Le recours à des panneaux architecturaux préfabriqués avec fenêtres intégrées en usine est en plein essor au Québec.

Enfin (!), diront certains acteurs du bâtiment au Québec, alors que de plus en plus de visionnaires du milieu se tournent vers ces systèmes constructifs préfabriqués pour ériger des bâtiments en hauteur qui adoptent une approche conceptuelle novatrice. Preuve par l’exemple, le 900 Saint-Jacques, un immeuble à usage mixte de 63 étages réalisé par le Groupe Canvar au centre-ville de Montréal plaide en faveur de l’innovation et démontre que le recours à cette solution marque un pas de plus vers un développement durable.

Le 900 Saint-Jacques. Crédit : Chevalier Morales.

L’immeuble signé par la firme d’architecture Chevalier Morales, et dont la fin de la construction complète est prévue au cours de l’année 2024, intégrera un hôtel dans ses étages inférieurs couplé à des unités d’habitation dans sa partie supérieure. Ce projet, à l’architecture distinctive à façade articulée très prononcée, est d’ores et déjà sur les rails pour devenir le bâtiment phare du Quartier des gares. La solution des panneaux préfabriqués s’imposait d’emblée afin de répondre aux besoins d’une telle conception. De concert, divers intervenants qui participent au projet joignent leur voix pour en présenter les bénéfices.

« Utiliser une méthode de construction préfabriquée où l’enveloppe est construite en usine dans un environnement contrôlé, avec une main-d’œuvre qualifiée et selon des plans approuvés, nous permet de réduire les coûts de fabrication, de réduire le nombre d’ouvriers requis pour construire un bâtiment et de travailler en usine dans des conditions optimales tout en évitant d’être à la merci des conditions météorologiques », indique d’entrée de jeu Guy Tremblay, vice-président, BPDL, entreprise qui voit à la production des panneaux architecturaux en béton pour ce projet.

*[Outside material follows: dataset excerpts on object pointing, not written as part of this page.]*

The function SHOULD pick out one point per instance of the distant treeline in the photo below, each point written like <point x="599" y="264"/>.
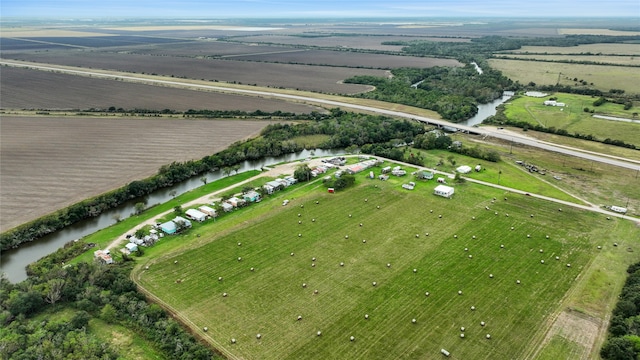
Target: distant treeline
<point x="454" y="92"/>
<point x="501" y="119"/>
<point x="624" y="328"/>
<point x="343" y="128"/>
<point x="486" y="46"/>
<point x="90" y="290"/>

Guy Tremblay et Mario Gonçalves

Un autre point à considérer est l’accélération du processus de construction, puisque la fabrication des panneaux peut se faire avant même que les travaux au chantier soient commencés. « Cela représente de 40 à 60 % des éléments de façade qui pourront être produits avant même que le chantier soit prêt à les recevoir, poursuit-il dans le même élan. Nous obtenons une bonne cadence d’installation au chantier avec la possibilité de fermer jusqu’à 2000 pieds carrés de façade par jour. De plus, le fait de fermer l’enveloppe rapidement permettra aussi aux autres quarts de métier qui travaillent à l’intérieur d’entreprendre leurs travaux sans perdre de temps. »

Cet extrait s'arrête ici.